When to End a Casual Sex Relationship
As a woman, there must have been a time you wanted to take an extra step with a platonic friend. This must have been a good idea at first if you have ever thought of it. Yes, he is a nice guy and both of you get along well. You hang out for hours without end and you both cannot seem to have enough of each other despite being single. With these factors, there is the urge to go ahead to have a no strings attached sexual relationship.
There is always that one companion or a sex partner that does not require any romantic or emotional attachment. While casual relationships are usually fun at the beginning, it does not take long for reality to set in and you start developing a stronger feeling for him. You begin to think about him when you are not with him. It becomes more evident as each time you fool around with him, it become more obvious that you are beginning to fall in love with him. If you are in this situation, it is advised that you end the relationship unless both parties are interested in going all the way.

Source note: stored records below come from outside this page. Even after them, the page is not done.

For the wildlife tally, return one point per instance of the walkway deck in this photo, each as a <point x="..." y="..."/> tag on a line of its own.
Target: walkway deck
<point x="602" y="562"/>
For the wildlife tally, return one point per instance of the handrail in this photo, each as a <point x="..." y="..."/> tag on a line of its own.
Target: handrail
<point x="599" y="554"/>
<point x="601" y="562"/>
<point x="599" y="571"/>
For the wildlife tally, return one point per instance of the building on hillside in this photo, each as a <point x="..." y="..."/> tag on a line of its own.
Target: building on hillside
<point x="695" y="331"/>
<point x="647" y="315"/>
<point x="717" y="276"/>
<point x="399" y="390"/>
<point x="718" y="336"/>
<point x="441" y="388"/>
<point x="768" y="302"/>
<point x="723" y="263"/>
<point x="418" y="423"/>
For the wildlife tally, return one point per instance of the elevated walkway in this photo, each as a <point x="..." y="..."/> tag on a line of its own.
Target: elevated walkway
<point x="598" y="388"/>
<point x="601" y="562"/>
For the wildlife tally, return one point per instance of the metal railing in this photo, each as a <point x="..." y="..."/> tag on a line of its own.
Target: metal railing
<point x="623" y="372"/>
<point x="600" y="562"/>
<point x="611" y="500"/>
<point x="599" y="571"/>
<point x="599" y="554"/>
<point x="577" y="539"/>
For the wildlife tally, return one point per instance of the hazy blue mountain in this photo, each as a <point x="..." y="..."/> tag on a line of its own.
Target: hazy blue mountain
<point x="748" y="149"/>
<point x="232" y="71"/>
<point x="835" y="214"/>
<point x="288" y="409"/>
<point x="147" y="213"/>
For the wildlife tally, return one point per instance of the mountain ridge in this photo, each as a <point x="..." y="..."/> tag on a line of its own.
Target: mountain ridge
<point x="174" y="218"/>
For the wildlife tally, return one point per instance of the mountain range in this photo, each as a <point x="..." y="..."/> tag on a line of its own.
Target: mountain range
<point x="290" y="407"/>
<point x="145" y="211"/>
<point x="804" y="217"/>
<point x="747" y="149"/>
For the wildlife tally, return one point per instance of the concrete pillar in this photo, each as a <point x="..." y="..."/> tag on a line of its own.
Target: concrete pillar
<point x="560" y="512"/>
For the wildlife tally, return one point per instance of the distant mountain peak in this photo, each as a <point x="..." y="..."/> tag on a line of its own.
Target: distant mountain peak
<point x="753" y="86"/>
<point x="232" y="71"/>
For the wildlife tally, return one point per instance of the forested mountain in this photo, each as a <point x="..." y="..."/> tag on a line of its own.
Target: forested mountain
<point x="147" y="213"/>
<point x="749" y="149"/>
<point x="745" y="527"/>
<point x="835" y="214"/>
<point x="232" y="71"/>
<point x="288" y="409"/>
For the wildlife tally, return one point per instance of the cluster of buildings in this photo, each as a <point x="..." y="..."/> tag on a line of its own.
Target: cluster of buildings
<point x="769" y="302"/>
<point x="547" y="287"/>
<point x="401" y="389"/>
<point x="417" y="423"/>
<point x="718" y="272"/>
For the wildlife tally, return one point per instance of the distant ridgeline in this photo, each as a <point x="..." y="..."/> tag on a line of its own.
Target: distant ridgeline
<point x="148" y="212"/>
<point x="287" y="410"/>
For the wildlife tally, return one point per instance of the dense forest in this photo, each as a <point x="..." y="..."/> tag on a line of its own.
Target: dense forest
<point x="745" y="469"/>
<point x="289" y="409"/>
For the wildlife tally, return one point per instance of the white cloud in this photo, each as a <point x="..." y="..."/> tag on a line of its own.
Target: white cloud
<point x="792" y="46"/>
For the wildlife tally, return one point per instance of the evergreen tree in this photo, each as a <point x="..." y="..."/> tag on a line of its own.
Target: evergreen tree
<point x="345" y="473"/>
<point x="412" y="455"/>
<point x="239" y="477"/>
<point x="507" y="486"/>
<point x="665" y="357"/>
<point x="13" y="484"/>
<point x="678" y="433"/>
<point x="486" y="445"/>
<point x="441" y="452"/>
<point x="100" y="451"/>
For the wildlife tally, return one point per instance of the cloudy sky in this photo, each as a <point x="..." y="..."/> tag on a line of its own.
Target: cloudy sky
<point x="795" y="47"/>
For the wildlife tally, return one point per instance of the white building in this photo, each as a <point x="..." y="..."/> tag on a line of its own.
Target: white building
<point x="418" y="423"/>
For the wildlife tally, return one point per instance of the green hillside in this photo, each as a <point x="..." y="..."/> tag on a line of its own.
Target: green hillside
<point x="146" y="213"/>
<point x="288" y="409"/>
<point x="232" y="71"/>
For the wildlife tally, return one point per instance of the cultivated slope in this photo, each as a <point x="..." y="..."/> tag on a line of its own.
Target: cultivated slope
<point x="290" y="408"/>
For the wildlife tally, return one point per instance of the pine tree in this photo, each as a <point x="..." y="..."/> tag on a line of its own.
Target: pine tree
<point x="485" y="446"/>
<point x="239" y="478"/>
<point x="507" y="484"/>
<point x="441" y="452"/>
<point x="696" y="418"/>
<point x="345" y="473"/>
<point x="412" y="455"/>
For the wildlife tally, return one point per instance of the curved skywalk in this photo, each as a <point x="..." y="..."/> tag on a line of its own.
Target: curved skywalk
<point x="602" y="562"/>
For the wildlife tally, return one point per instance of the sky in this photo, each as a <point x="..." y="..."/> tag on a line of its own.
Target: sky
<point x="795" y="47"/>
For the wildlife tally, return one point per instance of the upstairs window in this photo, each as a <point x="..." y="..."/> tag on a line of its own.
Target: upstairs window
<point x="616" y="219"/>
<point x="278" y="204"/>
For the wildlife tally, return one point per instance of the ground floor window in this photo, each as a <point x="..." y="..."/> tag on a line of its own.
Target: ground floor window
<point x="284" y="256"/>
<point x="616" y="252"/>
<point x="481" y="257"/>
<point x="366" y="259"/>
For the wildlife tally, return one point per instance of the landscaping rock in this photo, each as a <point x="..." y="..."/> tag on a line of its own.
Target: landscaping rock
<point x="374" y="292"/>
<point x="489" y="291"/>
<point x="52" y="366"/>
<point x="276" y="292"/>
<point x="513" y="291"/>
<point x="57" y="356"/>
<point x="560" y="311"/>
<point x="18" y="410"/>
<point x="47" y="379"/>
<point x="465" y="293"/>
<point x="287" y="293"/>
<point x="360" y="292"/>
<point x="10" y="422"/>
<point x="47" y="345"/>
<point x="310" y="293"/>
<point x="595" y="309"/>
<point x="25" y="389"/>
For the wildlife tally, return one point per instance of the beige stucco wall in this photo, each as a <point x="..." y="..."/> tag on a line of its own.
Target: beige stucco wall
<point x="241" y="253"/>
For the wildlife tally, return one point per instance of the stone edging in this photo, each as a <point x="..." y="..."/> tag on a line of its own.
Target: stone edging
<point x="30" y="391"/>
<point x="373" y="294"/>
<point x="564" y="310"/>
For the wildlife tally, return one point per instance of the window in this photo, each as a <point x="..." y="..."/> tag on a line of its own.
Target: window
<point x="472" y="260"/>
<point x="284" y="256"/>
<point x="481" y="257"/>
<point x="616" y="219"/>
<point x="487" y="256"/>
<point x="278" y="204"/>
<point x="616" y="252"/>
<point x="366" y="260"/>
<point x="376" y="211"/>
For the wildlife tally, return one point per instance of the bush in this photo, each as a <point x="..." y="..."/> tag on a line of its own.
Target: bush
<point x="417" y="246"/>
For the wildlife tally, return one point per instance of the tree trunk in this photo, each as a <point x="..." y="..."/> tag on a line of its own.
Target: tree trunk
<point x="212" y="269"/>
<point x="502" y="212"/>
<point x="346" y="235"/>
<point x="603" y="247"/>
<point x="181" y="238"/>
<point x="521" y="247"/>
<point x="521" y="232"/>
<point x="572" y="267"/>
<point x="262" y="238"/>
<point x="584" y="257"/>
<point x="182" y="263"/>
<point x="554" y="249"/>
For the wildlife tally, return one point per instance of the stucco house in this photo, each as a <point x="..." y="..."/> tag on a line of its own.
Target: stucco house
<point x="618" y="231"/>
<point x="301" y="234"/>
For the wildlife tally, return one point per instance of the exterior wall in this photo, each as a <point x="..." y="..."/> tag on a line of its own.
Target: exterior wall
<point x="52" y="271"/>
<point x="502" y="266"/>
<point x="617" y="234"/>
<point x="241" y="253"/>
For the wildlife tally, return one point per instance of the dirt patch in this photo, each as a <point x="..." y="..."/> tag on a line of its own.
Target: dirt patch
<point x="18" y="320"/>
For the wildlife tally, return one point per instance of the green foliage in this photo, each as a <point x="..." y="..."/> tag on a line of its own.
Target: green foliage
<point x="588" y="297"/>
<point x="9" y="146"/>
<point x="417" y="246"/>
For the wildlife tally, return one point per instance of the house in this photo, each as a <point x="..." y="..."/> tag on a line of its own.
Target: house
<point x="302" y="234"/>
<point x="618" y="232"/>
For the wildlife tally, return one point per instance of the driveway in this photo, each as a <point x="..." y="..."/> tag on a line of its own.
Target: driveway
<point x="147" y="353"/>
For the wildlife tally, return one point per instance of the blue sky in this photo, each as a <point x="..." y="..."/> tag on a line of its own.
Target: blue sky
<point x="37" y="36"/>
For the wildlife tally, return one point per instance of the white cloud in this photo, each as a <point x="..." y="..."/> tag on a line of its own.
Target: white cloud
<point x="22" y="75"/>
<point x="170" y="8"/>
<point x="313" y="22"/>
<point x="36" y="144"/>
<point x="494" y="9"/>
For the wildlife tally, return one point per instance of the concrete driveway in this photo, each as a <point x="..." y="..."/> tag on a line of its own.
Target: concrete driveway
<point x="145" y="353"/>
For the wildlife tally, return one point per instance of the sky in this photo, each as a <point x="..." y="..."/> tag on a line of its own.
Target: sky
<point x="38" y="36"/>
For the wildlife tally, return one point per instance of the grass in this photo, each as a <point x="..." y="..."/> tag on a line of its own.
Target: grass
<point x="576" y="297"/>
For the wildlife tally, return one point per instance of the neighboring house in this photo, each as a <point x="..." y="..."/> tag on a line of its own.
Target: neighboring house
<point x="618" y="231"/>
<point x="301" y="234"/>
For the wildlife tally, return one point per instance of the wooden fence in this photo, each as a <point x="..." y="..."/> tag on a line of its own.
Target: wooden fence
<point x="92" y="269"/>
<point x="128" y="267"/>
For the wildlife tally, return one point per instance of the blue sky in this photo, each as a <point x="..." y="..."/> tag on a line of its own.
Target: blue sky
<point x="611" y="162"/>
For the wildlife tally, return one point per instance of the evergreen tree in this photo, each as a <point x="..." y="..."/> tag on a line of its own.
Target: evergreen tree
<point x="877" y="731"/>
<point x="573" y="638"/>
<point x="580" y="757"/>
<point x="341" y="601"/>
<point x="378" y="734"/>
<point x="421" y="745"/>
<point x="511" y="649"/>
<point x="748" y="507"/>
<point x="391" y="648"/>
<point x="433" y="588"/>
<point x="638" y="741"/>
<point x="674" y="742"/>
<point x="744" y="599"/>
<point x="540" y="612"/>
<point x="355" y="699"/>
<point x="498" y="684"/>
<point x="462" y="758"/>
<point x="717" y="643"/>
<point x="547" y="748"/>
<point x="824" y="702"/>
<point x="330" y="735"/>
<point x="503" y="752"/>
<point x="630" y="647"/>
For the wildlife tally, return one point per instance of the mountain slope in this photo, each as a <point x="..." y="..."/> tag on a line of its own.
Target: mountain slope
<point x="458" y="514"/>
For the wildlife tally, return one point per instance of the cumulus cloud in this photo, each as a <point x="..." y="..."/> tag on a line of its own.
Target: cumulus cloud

A casual sexual relationship tends to start out fantastic especially if it is with a good friend. Everything looks great as it seems to be the perfect solution. Such a relationship allows you to keep a supportive yet functional platonic relationship while having a little spice to it. Unfortunately, when reality sets in and the woman starts to tie romantic feelings in with sex whether consciously or unconsciously, parties in the relationship need to have a rethink.
While women easily tie romantic feelings in with sex, men tend to know how to handle hit-and-run sexual encounters. It is relatively easy for men to have some fun on the way without having any feelings for the other party. Regardless of how casual sex is, it is an intimate act. Therefore, women need to be very careful before entering such relationships. It is worth noting that the longer such relationships last, the higher the risk of emotional attachments and subsequent heartbreak.
Once you sense that your emotions are getting in the way of being platonic friends, it is advised that you end the relationship. While you might feel that he is nursing the same feelings, it is advised that you protect yourself by getting out of the relationship. Note that he will come for you if he is really into you.
The simple thing to do is to say “no.” Do not answer his calls or reply his messages. Say no to suggested outings or anything close to a date. Avoid the possibility of a “booty call” and you can be sure that he will get the signal that you want to be without him.
The expectation of both parties from the relationship is to have fun and with both parties realizing this, it is important to keep the relationship as casual as possible to avoid getting emotionally entangled.